I am in oklahoma. I'm in a group on Facebook that actually has frequent customers in the OK and surrounding states area. I don't think I'd get much business short distance, but across states and surrounding states look promising. I haven't even gone so far as to look up interest rates. I might have some connections in that area actually that could help.
_Posted via Mobile Device_


----------



## alexischristina (Jun 30, 2009)

IMO, for someone who likes driving and has an interest in travelling to different parts of the states (or, in my case, provinces) it's a perfect job, so long as you have the skills to build a good client base. My dad has expressed interest in it, he's a prof. driver already, but in my opinion he lacks the horsey skills needed in case of emergency.


----------



## Celeste (Jul 3, 2011)

I know a man that hauls horses and cattle professionally. He usually only works in the state. He also does other things such as repair fences and help catch wild cows. He makes some money at it, but I don't see a lot of signs of him getting rich.


----------



## Golden Horse (Feb 20, 2010)

You have to have great people skills and better horse skills, and the patience of a saint. I would think it could be a tough business to be in, but people are always looking to move horses, so if you are good at what you do, the work will come to you.


----------



## SouthernTrails (Dec 19, 2008)

.

If you already own a suitable Truck and Trailer, there is money to be made, not sure if it would be a lot or a little.

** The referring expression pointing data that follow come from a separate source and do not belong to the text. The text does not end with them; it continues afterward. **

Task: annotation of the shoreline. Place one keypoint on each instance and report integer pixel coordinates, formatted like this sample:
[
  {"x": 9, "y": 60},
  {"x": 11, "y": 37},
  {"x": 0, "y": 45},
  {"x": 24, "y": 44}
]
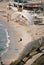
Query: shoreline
[{"x": 19, "y": 31}]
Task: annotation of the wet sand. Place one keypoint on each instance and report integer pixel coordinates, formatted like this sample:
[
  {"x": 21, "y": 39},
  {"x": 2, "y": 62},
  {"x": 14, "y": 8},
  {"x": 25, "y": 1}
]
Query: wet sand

To go out and purchase a Truck and a Trailer for the purpose of Transporting Animals would be a very risky venture, IMO

Having friends in the Transportation Industry in general in today's economy, the key is to have Lots of Contacts in the type of Transportation business you are interested in.

Proper Insurance, Equipment and References are a Huge Prerequisite, yes I know it is hard to get references when starting a business, thus the Contacts, Friends and others that can vouch for you till you get a few Clients under your belt will help greatly.

Maybe contacts some Vets, Farriers and Neighbors to help spread the word and get a few Clients, then your Job of acquiring new people who do not know you to haul for will be easier because you will have references.

Good Luck with your venture :wink:


.


----------



## Lx3 (Jun 16, 2013)

I'm going to have to do some more research! I'm not expecting to get rich, just as long as I can make enough to be comfortable or make as much as I make now. 

I have a truck, so a trailer is all I'd need to buy/finance. That's not too risky as I have a horse and could use one anyway!

The risky part is in order to make enough money I'd probably have to quit my current job.. And just hope I can get a good enough start to cover my bills. But I guess what I don't cover my boyfriend can pick up  hahahaha
_Posted via Mobile Device_


----------



## Celeste (Jul 3, 2011)

In this economy, I would hesitate to quit a paying job. You could try to haul horses on your off days and see if you got a lot of business.


----------



## Saskia (Aug 26, 2009)

It really depends. For short distance you might make money, but long distance it will be harder to compete with the larger companies. There are many companies who take multiple horses on popular routes, and that really makes it a lot cheaper. I know when traveling any kind of real distance I'll just book my horse on a truck rather than get a trailer, it's just easier on the horse and they're set up for it. 

You don't only have to cover your fuel costs, but upkeep as well as your time. 

I'd try to keep your job and just do it on weekends. If you are only doing short distance then it will be mainly private owners going to comps etc which you can do on weekends. Build a client base before expanding.


----------



## Lx3 (Jun 16, 2013)

That's a good idea, thanks for the ideas. Like I said I have more research to do but starting locally would definitely get me a taste of what to expect.
_Posted via Mobile Device_


----------



## walkwavy (Mar 21, 2012)

I beleive you missed filing all the paperwork with the USDOT, FMCSA and various states; if you are doing it for money. SOme of the filings are MCS-150, OP-1, UCR, BOC3, MCX-90, and then you need maintenance files on equipment, drivers files, log books, -- oh & at least $750,000 liability insurance plus you amy want insurance in case the horse gets hurt while in your care.

I know there are people doing it illegally but they get caught all the time and it is costly. 46 yrs of transportation law experience.


----------